Biosecurity risks top 60,000 at mail centres in 2020

29 December 2020

2020 has been another busy year for biosecurity, with an increased number of biosecurity risks arriving at Australia’s international mail centres. 

Minister for Agriculture, Drought and Emergency Management, David Littleproud said more than 60 thousand mail articles had been intercepted with actionable biosecurity material this year, an increase of approximately 3 thousand articles for the same period in 2019.

“2020 has been a challenging year and a lot of people have turned to online shopping and purchasing goods from overseas due to COVID-19,” Minister Littleproud said.

“As people haven’t been able to travel, we have seen an increase in parcels coming through our international mail centres, including items that could pose a biosecurity risk. 

“Between 1 January and 31 October 2020, 25 million international mail articles were screened for biosecurity risk material.

“Biosecurity officers intercepted over 45 thousand articles containing seeds, equating to 75 per cent of the total interceptions for the period.

“Between 15 October and 24 November 2020 biosecurity officers working in the international mail centres also intercepted 422 articles containing khapra beetle risk commodities. 

“Khapra is a very significant pest to our grain and horticulture industries, and if it were to establish in Australia is could affect the clean and green reputation of our exports.

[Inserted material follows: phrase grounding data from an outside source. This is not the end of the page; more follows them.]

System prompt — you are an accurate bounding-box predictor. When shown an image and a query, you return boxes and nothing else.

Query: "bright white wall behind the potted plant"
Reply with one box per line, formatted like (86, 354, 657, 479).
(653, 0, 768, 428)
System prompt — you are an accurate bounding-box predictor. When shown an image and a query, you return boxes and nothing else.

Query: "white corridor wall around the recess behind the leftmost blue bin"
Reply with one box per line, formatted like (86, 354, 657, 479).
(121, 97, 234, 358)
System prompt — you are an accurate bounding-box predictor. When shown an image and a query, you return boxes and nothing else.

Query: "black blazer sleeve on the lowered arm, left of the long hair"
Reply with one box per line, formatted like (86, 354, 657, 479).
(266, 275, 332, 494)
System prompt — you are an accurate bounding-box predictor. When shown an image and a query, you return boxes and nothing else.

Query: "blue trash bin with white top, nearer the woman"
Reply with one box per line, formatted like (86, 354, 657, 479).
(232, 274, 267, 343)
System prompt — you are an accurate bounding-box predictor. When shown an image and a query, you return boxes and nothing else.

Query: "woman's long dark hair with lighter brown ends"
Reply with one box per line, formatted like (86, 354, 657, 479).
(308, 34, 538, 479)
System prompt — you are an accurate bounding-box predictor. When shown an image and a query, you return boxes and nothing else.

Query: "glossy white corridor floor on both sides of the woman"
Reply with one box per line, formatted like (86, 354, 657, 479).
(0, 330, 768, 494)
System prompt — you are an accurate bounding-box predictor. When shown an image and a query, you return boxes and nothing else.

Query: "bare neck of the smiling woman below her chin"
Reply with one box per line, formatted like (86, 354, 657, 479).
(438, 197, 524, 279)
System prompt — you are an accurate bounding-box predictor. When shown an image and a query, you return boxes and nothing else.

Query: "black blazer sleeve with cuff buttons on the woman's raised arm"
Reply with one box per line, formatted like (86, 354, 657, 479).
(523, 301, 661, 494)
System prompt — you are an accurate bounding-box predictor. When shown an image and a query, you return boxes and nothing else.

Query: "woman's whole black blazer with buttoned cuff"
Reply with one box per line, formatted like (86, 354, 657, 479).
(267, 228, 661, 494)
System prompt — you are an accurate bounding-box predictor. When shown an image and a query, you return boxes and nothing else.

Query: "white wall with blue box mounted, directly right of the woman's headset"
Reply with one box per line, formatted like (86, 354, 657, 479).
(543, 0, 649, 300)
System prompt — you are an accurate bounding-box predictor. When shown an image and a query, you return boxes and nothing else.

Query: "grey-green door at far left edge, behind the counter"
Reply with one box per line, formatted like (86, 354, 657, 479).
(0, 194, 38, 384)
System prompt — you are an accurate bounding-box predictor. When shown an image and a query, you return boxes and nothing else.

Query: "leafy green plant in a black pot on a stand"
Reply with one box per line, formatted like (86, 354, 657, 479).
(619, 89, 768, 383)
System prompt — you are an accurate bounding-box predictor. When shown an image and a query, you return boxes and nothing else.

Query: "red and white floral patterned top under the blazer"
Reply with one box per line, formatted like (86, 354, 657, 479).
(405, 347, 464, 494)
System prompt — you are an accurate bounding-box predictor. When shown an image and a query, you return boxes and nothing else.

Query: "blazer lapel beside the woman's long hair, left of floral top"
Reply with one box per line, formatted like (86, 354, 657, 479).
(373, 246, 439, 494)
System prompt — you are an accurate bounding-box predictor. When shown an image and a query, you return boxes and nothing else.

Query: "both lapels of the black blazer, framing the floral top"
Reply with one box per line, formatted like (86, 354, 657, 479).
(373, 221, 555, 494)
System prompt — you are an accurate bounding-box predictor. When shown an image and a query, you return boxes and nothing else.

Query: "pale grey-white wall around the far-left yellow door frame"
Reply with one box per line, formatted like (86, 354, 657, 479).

I recently announced $14.5 million over 18 months to strengthen biosecurity measures in response to recent interceptions of this significant pest in non-food goods.

“Over 3000 articles intercepted contained pork or pork-related products this year with 2700 intercepted during the same period last year.

“Pork products could potentially carry African swine fever, a contagious viral disease of domestic and wild pigs which has no vaccine and kills about 80 per cent of the pigs it infects, as well as foot and mouth disease.

“Our biosecurity detector dogs have again been busy at the mail centres, screening more than 12.9 million incoming mail items and intercepting approximately 17000 biosecurity risk items.

“This includes parcels containing eggs, live plants, meat and a range of other risk material. 

“I urge anyone ordering an item containing an animal or plant product online, or having one sent from overseas this Christmas period, to think again.

“We all need to play our part to safeguard our agricultural production and our environment by not having anything sent to Australia that would compromise our biosecurity status.”